The team hypothesized that the local application of aCAP on residual tumour cells in a surgical cavity would induce a high level of reactive oxygen species (ROS) and reactive nitrogen species (RNS) in the tumour microenvironment. ROS and RNS are known to induce cancer immunogenic cell death and release tumour-associated antigens in situ, evoking effective anti-tumour immunity.

Cancer cell kill

The researchers first tested their prototype aCAP device in vitro with breast cancer and melanoma cells. They detected increased concentrations of ROS and RNS cells in the cells and the culture media, which caused potent tumour-killing effects.

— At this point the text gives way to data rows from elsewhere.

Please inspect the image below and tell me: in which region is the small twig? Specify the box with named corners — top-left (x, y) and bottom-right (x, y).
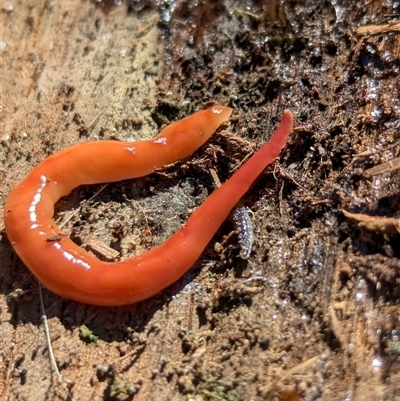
top-left (59, 183), bottom-right (108, 229)
top-left (39, 283), bottom-right (64, 383)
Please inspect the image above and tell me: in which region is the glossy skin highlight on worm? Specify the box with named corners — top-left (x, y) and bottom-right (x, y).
top-left (4, 106), bottom-right (293, 306)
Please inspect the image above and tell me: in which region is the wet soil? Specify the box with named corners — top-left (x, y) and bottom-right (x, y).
top-left (0, 0), bottom-right (400, 401)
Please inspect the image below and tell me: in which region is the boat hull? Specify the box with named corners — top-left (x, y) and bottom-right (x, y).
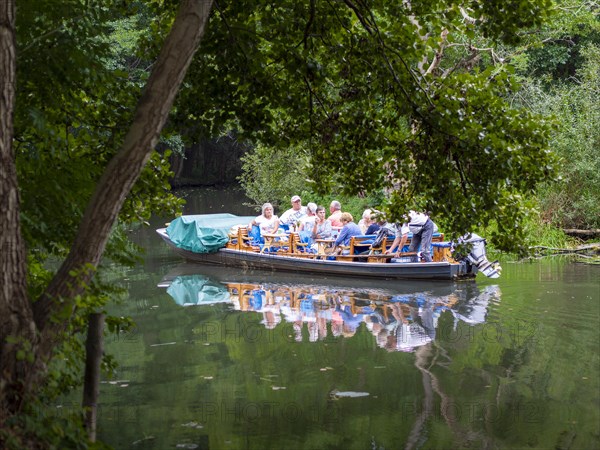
top-left (156, 228), bottom-right (475, 280)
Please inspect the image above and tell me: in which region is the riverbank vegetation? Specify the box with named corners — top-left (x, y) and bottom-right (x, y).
top-left (240, 2), bottom-right (600, 256)
top-left (0, 0), bottom-right (600, 448)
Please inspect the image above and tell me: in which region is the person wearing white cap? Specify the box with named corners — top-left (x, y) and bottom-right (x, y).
top-left (279, 195), bottom-right (306, 225)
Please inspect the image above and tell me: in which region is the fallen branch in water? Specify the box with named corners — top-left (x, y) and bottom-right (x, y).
top-left (529, 242), bottom-right (600, 255)
top-left (563, 228), bottom-right (600, 240)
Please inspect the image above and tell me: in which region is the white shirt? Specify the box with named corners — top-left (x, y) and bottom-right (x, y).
top-left (281, 206), bottom-right (306, 224)
top-left (254, 214), bottom-right (278, 234)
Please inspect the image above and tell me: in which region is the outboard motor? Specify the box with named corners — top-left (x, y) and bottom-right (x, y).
top-left (459, 233), bottom-right (502, 278)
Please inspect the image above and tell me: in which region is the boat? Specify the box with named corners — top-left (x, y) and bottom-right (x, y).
top-left (156, 214), bottom-right (499, 280)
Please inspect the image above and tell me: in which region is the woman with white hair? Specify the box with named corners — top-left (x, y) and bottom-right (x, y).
top-left (358, 209), bottom-right (373, 234)
top-left (300, 202), bottom-right (317, 233)
top-left (248, 203), bottom-right (279, 235)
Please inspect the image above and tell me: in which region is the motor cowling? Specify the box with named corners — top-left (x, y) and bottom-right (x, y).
top-left (459, 233), bottom-right (502, 278)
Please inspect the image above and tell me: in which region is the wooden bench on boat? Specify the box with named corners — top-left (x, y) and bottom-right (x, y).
top-left (336, 233), bottom-right (454, 263)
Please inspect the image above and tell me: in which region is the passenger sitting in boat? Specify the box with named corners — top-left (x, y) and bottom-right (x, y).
top-left (365, 214), bottom-right (386, 234)
top-left (334, 213), bottom-right (362, 255)
top-left (328, 200), bottom-right (344, 227)
top-left (300, 202), bottom-right (317, 233)
top-left (312, 206), bottom-right (333, 239)
top-left (358, 209), bottom-right (373, 234)
top-left (281, 195), bottom-right (306, 225)
top-left (386, 210), bottom-right (437, 262)
top-left (248, 203), bottom-right (279, 234)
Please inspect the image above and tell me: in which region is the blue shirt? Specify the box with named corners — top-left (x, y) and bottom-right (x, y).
top-left (335, 222), bottom-right (362, 245)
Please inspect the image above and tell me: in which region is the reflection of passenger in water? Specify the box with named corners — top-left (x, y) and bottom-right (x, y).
top-left (230, 284), bottom-right (500, 352)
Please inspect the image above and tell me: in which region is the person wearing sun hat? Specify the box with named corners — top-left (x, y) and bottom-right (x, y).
top-left (279, 195), bottom-right (306, 225)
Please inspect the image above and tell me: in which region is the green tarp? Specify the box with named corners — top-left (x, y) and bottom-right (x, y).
top-left (167, 214), bottom-right (255, 253)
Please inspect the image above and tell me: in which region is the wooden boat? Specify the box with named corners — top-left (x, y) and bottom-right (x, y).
top-left (156, 215), bottom-right (502, 280)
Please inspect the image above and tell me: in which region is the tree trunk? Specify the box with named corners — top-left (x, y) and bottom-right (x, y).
top-left (0, 0), bottom-right (37, 426)
top-left (0, 0), bottom-right (212, 427)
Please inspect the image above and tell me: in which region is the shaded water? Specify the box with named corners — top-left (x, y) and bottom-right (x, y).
top-left (82, 191), bottom-right (600, 449)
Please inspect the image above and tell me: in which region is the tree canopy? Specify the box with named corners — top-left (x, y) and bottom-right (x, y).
top-left (163, 1), bottom-right (554, 250)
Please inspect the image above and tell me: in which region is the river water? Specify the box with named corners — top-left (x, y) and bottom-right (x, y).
top-left (82, 190), bottom-right (600, 450)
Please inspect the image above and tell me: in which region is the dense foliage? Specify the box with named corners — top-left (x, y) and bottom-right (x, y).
top-left (0, 0), bottom-right (598, 446)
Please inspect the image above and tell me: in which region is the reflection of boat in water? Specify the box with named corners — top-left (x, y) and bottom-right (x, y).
top-left (156, 214), bottom-right (499, 280)
top-left (159, 265), bottom-right (500, 351)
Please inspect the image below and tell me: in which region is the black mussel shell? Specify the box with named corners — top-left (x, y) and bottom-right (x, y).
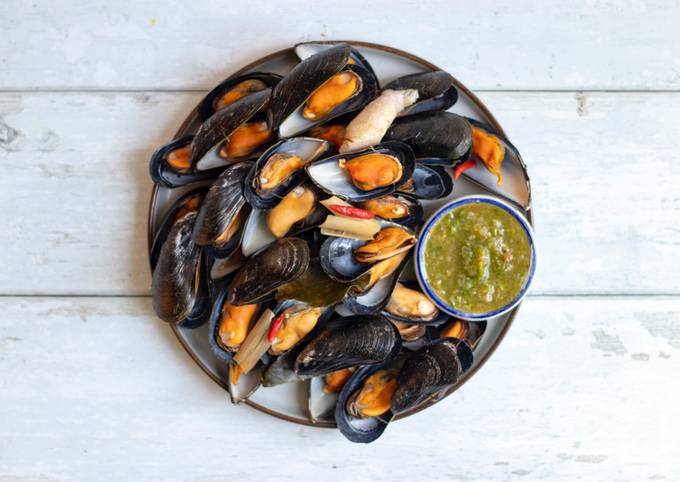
top-left (319, 236), bottom-right (371, 281)
top-left (198, 72), bottom-right (281, 121)
top-left (383, 112), bottom-right (472, 161)
top-left (359, 192), bottom-right (423, 231)
top-left (244, 137), bottom-right (333, 209)
top-left (227, 238), bottom-right (309, 305)
top-left (149, 186), bottom-right (208, 271)
top-left (294, 42), bottom-right (377, 83)
top-left (151, 212), bottom-right (207, 324)
top-left (382, 279), bottom-right (451, 326)
top-left (262, 343), bottom-right (309, 387)
top-left (193, 162), bottom-right (252, 258)
top-left (343, 255), bottom-right (411, 315)
top-left (269, 44), bottom-right (378, 137)
top-left (208, 283), bottom-right (239, 364)
top-left (392, 338), bottom-right (472, 413)
top-left (466, 118), bottom-right (524, 177)
top-left (305, 142), bottom-right (415, 202)
top-left (335, 363), bottom-right (394, 443)
top-left (383, 70), bottom-right (458, 117)
top-left (295, 316), bottom-right (401, 376)
top-left (189, 89), bottom-right (271, 166)
top-left (149, 135), bottom-right (224, 188)
top-left (269, 44), bottom-right (351, 129)
top-left (279, 64), bottom-right (378, 137)
top-left (403, 161), bottom-right (453, 200)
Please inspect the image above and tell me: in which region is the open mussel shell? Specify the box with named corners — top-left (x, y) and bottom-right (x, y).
top-left (400, 160), bottom-right (453, 200)
top-left (208, 280), bottom-right (262, 364)
top-left (359, 193), bottom-right (423, 230)
top-left (342, 264), bottom-right (409, 315)
top-left (383, 70), bottom-right (458, 117)
top-left (228, 360), bottom-right (267, 404)
top-left (193, 162), bottom-right (252, 258)
top-left (244, 137), bottom-right (332, 209)
top-left (305, 142), bottom-right (415, 202)
top-left (334, 356), bottom-right (405, 443)
top-left (210, 249), bottom-right (247, 281)
top-left (383, 112), bottom-right (472, 160)
top-left (227, 238), bottom-right (309, 305)
top-left (392, 338), bottom-right (473, 413)
top-left (295, 315), bottom-right (401, 376)
top-left (269, 44), bottom-right (378, 137)
top-left (149, 135), bottom-right (222, 188)
top-left (189, 89), bottom-right (271, 168)
top-left (293, 42), bottom-right (377, 80)
top-left (467, 119), bottom-right (524, 183)
top-left (319, 236), bottom-right (371, 281)
top-left (149, 186), bottom-right (208, 270)
top-left (151, 212), bottom-right (209, 328)
top-left (382, 279), bottom-right (450, 326)
top-left (198, 72), bottom-right (281, 121)
top-left (319, 220), bottom-right (415, 282)
top-left (269, 299), bottom-right (334, 356)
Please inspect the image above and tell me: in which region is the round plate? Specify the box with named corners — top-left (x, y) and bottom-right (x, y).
top-left (148, 41), bottom-right (532, 427)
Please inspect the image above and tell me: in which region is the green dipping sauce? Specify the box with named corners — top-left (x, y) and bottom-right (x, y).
top-left (424, 203), bottom-right (531, 314)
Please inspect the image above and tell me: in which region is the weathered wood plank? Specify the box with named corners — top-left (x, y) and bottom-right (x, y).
top-left (0, 93), bottom-right (680, 294)
top-left (0, 297), bottom-right (680, 481)
top-left (0, 0), bottom-right (680, 89)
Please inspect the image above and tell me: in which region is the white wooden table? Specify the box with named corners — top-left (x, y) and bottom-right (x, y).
top-left (0, 0), bottom-right (680, 482)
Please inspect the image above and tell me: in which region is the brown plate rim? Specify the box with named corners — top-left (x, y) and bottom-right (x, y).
top-left (147, 40), bottom-right (534, 428)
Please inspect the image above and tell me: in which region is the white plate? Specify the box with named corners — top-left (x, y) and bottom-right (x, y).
top-left (149, 42), bottom-right (531, 426)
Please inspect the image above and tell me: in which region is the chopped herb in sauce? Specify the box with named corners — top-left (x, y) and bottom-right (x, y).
top-left (425, 203), bottom-right (531, 313)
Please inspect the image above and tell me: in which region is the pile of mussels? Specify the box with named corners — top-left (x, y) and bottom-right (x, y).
top-left (150, 44), bottom-right (516, 442)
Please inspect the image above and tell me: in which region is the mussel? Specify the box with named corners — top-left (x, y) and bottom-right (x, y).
top-left (151, 211), bottom-right (208, 327)
top-left (149, 187), bottom-right (208, 270)
top-left (383, 70), bottom-right (458, 117)
top-left (359, 194), bottom-right (423, 228)
top-left (199, 72), bottom-right (281, 121)
top-left (269, 44), bottom-right (378, 137)
top-left (293, 42), bottom-right (377, 81)
top-left (353, 226), bottom-right (416, 263)
top-left (335, 355), bottom-right (405, 443)
top-left (244, 137), bottom-right (331, 209)
top-left (227, 238), bottom-right (309, 305)
top-left (399, 159), bottom-right (453, 200)
top-left (267, 185), bottom-right (317, 238)
top-left (193, 162), bottom-right (253, 257)
top-left (383, 112), bottom-right (472, 160)
top-left (384, 282), bottom-right (448, 324)
top-left (305, 142), bottom-right (415, 202)
top-left (462, 119), bottom-right (522, 185)
top-left (149, 135), bottom-right (222, 188)
top-left (343, 252), bottom-right (409, 315)
top-left (295, 315), bottom-right (401, 376)
top-left (269, 300), bottom-right (326, 355)
top-left (189, 89), bottom-right (273, 170)
top-left (208, 283), bottom-right (260, 363)
top-left (391, 338), bottom-right (473, 413)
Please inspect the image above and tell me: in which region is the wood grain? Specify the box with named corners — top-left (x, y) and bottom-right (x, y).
top-left (0, 0), bottom-right (680, 90)
top-left (0, 92), bottom-right (680, 295)
top-left (0, 297), bottom-right (680, 481)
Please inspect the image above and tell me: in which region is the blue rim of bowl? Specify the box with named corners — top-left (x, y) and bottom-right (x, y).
top-left (414, 195), bottom-right (536, 321)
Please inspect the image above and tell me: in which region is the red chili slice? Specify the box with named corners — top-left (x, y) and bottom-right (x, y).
top-left (328, 204), bottom-right (375, 219)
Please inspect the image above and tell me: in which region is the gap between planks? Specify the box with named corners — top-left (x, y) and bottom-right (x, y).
top-left (0, 292), bottom-right (680, 300)
top-left (0, 88), bottom-right (680, 95)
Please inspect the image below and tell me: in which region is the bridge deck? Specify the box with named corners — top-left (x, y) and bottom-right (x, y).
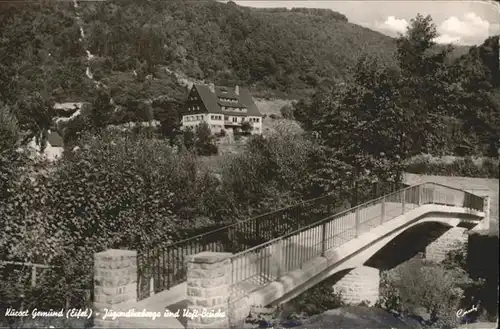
top-left (232, 202), bottom-right (418, 297)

Next, they used the device to treat the surgical cavity following resection of 400 mm3 breast tumours in mice. After surgery and application of aCAP (for 1, 2, 3 or 4 min) to residual tumour cells, they detected increased levels of calreticulin, an indicator of immunogenic cell death. The researchers used a thermal camera to monitor temperature in the aCAP-treated areas, reporting that no significant temperature changes occurred in and adjacent to the treated tissue.

To mimic residual microtumours, the researchers deliberately left 2–5% residual tumour after surgery, and monitored tumour regrowth. The mice that had surgery plus aCAP treatment showed significantly improved control of tumour regrowth compared with those that only underwent surgical excision.

Longer aCAP treatment correlated with better outcomes: over 40% of the mice survived for at least 60 days when treated with 4 min of aCAP. Co-lead authors Guojun Chen and Zhitong Chen suggest that extending the duration of aCAP treatment or performing repeated treatments could further enhance its therapeutic efficacy.

“Our portable aCAP device for postsurgical cancer treatment simplifies CAP equipment configurations and more broadly facilitates its applications in medicine. We anticipate that this treatment approach is also applicable to other types of solid cancer,” note the authors. They add that aCAP treatment could possibly be combined with cancer immunotherapies, such as immune checkpoint blockade, to further improve therapeutic outcomes.

“We are planning to improve the form, function and ease-of-use of the device, while continuing with further studies to determine modes of operation that are most effective with mouse models and then larger animals,” says Wirz. “This will be a joint collaboration by our team at UCLA, Zhejiang University, McGill University, and the National Innovation Center for Advanced Medical Devices in Shenzhen. If successful, we will want to advance to human studies.”